Sabtu, 31 Desember 2011

Dakwah atau hiburan

Sepanjang tahun 2011 stasiun-stasiun televisi di tanah air menyajikan siaran-siaran agama Islam, khususnya waktu Subuh, dalam pelbagai bentuk dan variasi. Yang paling banyak dengan mendatangkan sang penceramah atau da’i dan da’iah tampil dengan pelbagai gaya dalam menyampaikan materi yang ditentukan sebelumnya. Inilah yang menarik untuk diamati. Yang paling lazim dari dulu adalah, penceramah menjelaskan isi kandungan Al Qur’an dan Hadis sehubungan dengan materi yang dipilih. Tidak ada guyon begitu juga peragaan. Yang terjadi setahun terakhir ini adalah penceramah menyampaikan materi dengan diselingi guyon baik dalam bentuk ucapan maupun gerak gerik, membuat audience tertawa. Guyon disampaikan oleh penceramah sendiri, bisa juga oleh pembawa acara yang mendampingi. Contoh untuk guyon oleh penceramah adalah pertanyaan kepada audience, “Mau masuk sorga?” Setelah dijawab mau oleh audience, penceramah mengatakan, “Mati dulu”. Sedangkan guyon oleh pembawa acara, juga dalam bentuk pertanyaan seperti, “Ibu-ibu pakaian seragamnya sudah lunas apa belum?” Audience pun menjawab dengan senang sambil tertawa.

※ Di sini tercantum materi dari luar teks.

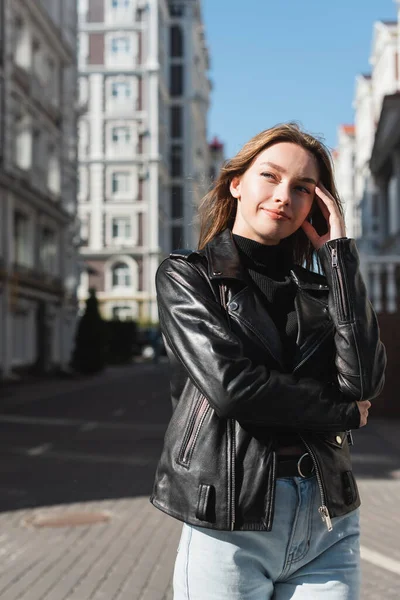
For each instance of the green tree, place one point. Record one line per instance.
(89, 353)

Ada pula penceramah yang bergaya lebih jauh lagi yaitu dengan menyanyi, berpantun, peragaan dalam bentuk sulap dan bersikap bagaikan sedang main sinetron sambil menunjukkan ekspresi kesal, marah, sedih dan sebagainya.

Kalau hanya guyon untuk menyegarkan suasana, sebetulnya sudah lama dilakukan para da’i maupun da’iah kita. Misalnya seorang penceramah menceritakan di sebuah mesjid yang letaknya jauh di tempat lain, jemaah Subuhnya hanya lima orang. Kemudina ia melanjutkan, “Kalau di sini sih, nggak. Nggak beda.” Audience tertawa senang karena kenyataannya memang begitu. Ada juga penceramah menggunakan suasana masa kini dalam mengisahkan sesuatu yang terjadi dimasa silam. Misalnya tentang kisah Nabi Nuh: Setelah semua pengikutnya naik ke atas kapal, Nabi Nuh memanggil anaknya Kan’an untuk ikut. Sang anak menjawab, “Tidak papa, aku naik gunung saja.” Kata ‘papa’ membuat audience tertawa geli. Penceramah lainnya mengisahkan pertemuan Nabi Muhammad SAW dengan setan di depan mesjid. Nabi bertanya kepada setan, “Mau kemane lu tan?” Setan menjawab dengan ketakutan, “Ah, nggak.”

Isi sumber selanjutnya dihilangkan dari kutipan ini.